The senses in the body are meaningful to you because they are a part of your world construction and how they are created in your brain. Once you feel ready to embark on the change process, you have more resources and responsibility to ensure your own well-being and comfort. 

All adults have both capacity and responsibility to challenge our life experiences as the impact of the choices impact others around you to one degree or another.

We influence one another. We know this to be true or the abusive behaviors of others wouldn’t have the impact it does if we could just say something like, “Whatever, he can just do him, right?!” 

To influence a previous storyline we rigorously seek to apply new meaning, healthy system regulation practices, like deep breathing, bi-lateral work, and work with people who have learned this process. This isn’t a quick fix, but it has so much benefit to keep us in balance as we work on the bigger decisions of safety.

A Word of Caution

These changes are about you – not your abuser. Every human being is responsible for their change. No one can change someone else. He is responsible for his work. 

Your safety should be the primary objective.

In time, the re-coding will become the current working data from which the brain and body work cohesively together. From this new storyline, when an event erupts, the increase in heartbeat, the flushing of the skin, or the electrical charge in the gut, can be managed through a series of tools the brain will employ on your behalf. 
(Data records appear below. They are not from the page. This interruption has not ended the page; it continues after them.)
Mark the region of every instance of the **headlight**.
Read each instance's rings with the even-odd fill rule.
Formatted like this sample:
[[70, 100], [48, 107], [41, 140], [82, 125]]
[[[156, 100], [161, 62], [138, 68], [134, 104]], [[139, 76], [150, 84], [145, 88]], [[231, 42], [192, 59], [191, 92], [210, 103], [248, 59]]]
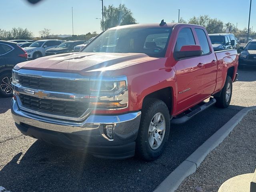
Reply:
[[91, 79], [90, 108], [117, 109], [128, 104], [128, 89], [126, 77]]
[[18, 74], [13, 70], [12, 72], [12, 83], [14, 85], [19, 83]]
[[244, 55], [243, 54], [240, 54], [240, 57], [241, 57], [241, 58], [246, 58], [246, 57], [247, 57], [247, 55]]

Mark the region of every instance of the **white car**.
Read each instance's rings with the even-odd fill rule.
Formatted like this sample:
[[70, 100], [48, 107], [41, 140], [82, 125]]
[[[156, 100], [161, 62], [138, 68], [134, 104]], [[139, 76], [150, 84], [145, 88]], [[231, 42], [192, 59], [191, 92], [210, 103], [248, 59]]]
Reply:
[[84, 47], [85, 47], [86, 45], [87, 45], [87, 44], [90, 43], [90, 42], [91, 42], [92, 40], [94, 38], [95, 38], [94, 37], [92, 37], [92, 38], [90, 39], [89, 40], [88, 40], [87, 41], [86, 41], [85, 43], [84, 43], [84, 44], [81, 44], [80, 45], [77, 45], [76, 46], [75, 46], [75, 47], [74, 47], [74, 51], [80, 51], [80, 50], [81, 50]]
[[45, 56], [45, 52], [51, 48], [57, 47], [62, 41], [60, 40], [45, 40], [36, 41], [23, 49], [28, 53], [28, 59], [35, 59]]

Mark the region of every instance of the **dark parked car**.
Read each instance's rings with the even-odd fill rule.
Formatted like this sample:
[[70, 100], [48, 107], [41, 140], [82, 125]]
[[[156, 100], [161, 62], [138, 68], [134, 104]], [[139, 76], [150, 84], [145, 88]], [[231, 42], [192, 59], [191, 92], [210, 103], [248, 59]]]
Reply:
[[85, 41], [69, 41], [63, 42], [55, 48], [49, 49], [45, 52], [46, 56], [56, 55], [61, 53], [73, 52], [74, 47], [78, 45], [84, 43]]
[[28, 54], [16, 43], [0, 41], [0, 96], [12, 96], [12, 70], [16, 64], [27, 61]]
[[228, 33], [216, 33], [209, 34], [214, 51], [227, 49], [232, 49], [235, 46], [234, 39], [231, 40]]
[[14, 43], [22, 43], [22, 42], [34, 42], [33, 40], [25, 40], [24, 39], [16, 39], [15, 40], [9, 40], [8, 41], [14, 42]]
[[243, 51], [239, 55], [238, 66], [256, 66], [256, 40], [250, 40], [244, 47], [240, 48]]
[[33, 43], [32, 42], [22, 42], [22, 43], [18, 43], [17, 45], [22, 48], [28, 47]]

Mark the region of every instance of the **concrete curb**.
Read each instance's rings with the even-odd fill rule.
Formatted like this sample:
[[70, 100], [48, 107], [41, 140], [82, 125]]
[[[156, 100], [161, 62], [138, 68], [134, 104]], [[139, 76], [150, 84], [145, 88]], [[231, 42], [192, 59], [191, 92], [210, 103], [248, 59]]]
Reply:
[[196, 171], [207, 155], [229, 134], [249, 112], [256, 106], [241, 110], [182, 162], [156, 188], [154, 192], [173, 192], [188, 176]]

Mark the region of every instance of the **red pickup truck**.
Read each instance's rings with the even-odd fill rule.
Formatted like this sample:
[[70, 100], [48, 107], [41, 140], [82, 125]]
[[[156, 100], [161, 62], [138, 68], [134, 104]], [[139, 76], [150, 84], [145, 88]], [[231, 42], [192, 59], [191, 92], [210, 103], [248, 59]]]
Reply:
[[172, 124], [229, 106], [238, 61], [235, 50], [214, 52], [201, 26], [118, 26], [79, 52], [16, 65], [12, 116], [23, 134], [54, 145], [152, 160]]

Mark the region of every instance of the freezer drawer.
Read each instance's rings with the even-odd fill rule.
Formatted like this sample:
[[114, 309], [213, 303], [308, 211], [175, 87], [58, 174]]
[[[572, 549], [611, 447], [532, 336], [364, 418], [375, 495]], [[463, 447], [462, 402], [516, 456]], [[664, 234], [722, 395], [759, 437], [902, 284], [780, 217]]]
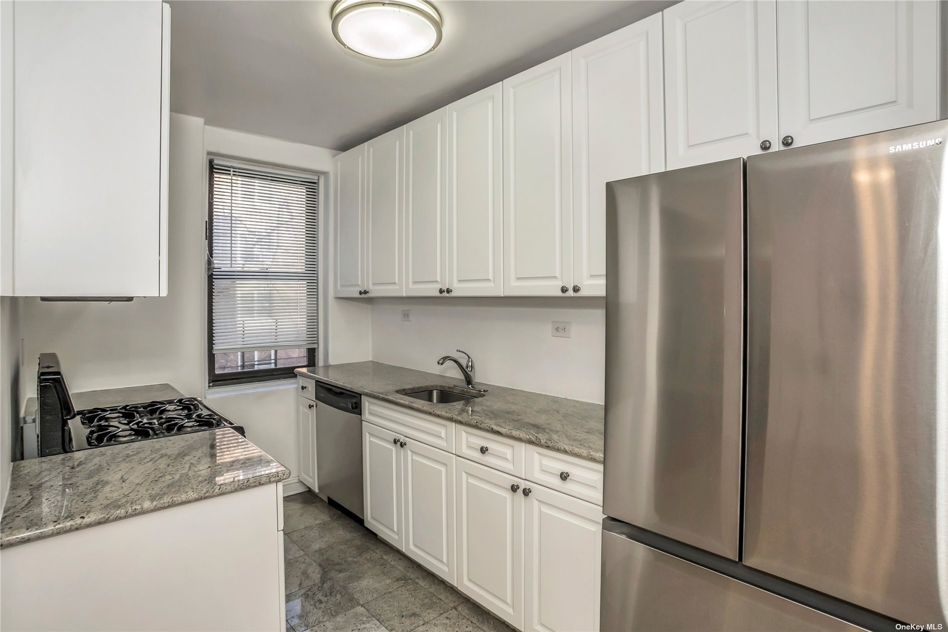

We truly have an amazing set of systems and networks to navigate the adverse experiences as well as all the joyful ones.

Make meaning well! You deserve that life.

“Understanding the elements of emotion is important. The truth has critical consequences for the whole of humanity. When we understand this one important point —  we can NOT detect emotions in other people — that is not accurate. All those suppositions come from inside our own head. This is relative to interactions one on one with others as much as it would be in the clinic with a therapist or in the legal arena. Emotions are built – they do not happen to us out of our control and are not readable in the face” (Coach Joi).